UK budget leaves carry alone

To the relief of buyout firms, the UK budget reaffirmed that the government does not intend to raise taxes on carried interest.  

Private equity tax planners were on high alert when George Osborne delivered his budget on Wednesday.

In his last major budget announcement late last year, the UK Chancellor of the Exchequer said he would stop GPs “from disguising guaranteed fee income as capital gains,” leading private fund professionals to worry the initiative would catch carried interest payments.
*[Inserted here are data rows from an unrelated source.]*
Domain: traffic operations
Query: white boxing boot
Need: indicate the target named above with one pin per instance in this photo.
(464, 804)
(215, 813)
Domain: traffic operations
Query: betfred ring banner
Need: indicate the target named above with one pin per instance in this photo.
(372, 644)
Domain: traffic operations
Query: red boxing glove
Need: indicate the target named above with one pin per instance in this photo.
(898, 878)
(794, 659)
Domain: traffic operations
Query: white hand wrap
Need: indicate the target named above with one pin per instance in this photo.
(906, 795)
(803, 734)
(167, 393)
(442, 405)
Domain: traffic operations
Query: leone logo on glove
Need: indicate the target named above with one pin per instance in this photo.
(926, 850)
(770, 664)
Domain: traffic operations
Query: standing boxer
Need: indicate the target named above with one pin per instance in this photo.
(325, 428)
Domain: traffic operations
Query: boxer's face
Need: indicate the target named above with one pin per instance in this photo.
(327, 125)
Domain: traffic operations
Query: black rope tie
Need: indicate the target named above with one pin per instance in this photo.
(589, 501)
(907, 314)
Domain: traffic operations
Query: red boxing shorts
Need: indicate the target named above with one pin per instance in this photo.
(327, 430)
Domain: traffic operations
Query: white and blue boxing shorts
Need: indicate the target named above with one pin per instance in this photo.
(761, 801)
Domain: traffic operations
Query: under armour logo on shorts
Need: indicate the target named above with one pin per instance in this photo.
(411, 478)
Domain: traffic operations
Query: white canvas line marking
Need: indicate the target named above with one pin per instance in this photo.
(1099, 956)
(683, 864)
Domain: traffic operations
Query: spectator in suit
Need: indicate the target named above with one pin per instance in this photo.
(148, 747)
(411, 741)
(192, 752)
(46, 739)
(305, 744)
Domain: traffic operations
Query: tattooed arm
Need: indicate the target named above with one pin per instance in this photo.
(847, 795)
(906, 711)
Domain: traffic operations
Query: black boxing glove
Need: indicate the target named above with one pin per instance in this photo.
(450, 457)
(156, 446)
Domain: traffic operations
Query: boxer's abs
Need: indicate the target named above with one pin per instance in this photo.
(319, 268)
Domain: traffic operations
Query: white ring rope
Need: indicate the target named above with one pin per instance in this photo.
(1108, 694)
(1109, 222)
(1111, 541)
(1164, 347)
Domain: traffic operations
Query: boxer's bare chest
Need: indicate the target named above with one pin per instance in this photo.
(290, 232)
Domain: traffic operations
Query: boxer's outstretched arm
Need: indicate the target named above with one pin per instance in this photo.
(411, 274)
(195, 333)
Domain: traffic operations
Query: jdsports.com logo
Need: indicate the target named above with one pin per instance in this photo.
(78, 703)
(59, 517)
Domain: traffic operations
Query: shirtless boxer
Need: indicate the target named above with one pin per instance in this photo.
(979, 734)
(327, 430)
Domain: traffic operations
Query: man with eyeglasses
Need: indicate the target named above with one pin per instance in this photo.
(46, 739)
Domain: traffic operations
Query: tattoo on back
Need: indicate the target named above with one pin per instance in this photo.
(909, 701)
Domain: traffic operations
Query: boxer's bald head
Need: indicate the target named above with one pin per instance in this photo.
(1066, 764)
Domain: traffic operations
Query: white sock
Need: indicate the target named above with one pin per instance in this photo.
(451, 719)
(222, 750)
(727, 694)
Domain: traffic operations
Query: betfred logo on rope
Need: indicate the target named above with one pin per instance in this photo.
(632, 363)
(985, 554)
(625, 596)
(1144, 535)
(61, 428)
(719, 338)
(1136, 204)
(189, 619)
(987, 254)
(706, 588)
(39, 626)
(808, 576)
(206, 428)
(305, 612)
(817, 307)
The budget, however, reaffirmed “sums linked to performance, often described as ‘carried interest,’ nor returns which are exclusively from investments by partners” would not be part of new legislation taking effect next month that will “ensure that sums which arise to investment fund managers for their services are charged to income tax,” the budget said.

More details are expected in the Finance Bill to be published next week, but industry tax experts hint the legislation appears to have in mind partnership structures where annual management fees are linked to the underlying performance of the fund and charged to capital gains rather than income tax – often known as a “management fee waiver.”

A management fee waiver involves effectively giving up fees in exchange for a priority allocation of future profits with the benefit of paying lower taxes on those profits.

“It is anticipated that this could cause issues for some, but not all, UK private equity houses with UK resident GP LP/LLP structures in place, although more detail of the changes will be required to assess the impact,” said in a recent exchange with pfm, Norma Chisholm, tax associate at audit firm Moore Stephens.

Responding to the Autumn Statement and its accompanying documentation regarding “disguised fee income,” Tim Hames, director general of the British Private Equity & Venture Capital Association (BVCA), said at the time: “The structure of the fee arrangements differ across our industry and consequently the tax treatment of the fees can vary. However any management fee income used to pay salaries is subject to income tax. The BVCA will work with the Treasury and HMRC to deal with any concerns they might have about current arrangements.”

Tax lawyers predict much of the lobbying campaign to center around explaining to HMRC the peculiar tax impact on carried interest and co-investments from the legislation. But failing that, the HMRC will be lobbied to write additional guidance clarifying the matter.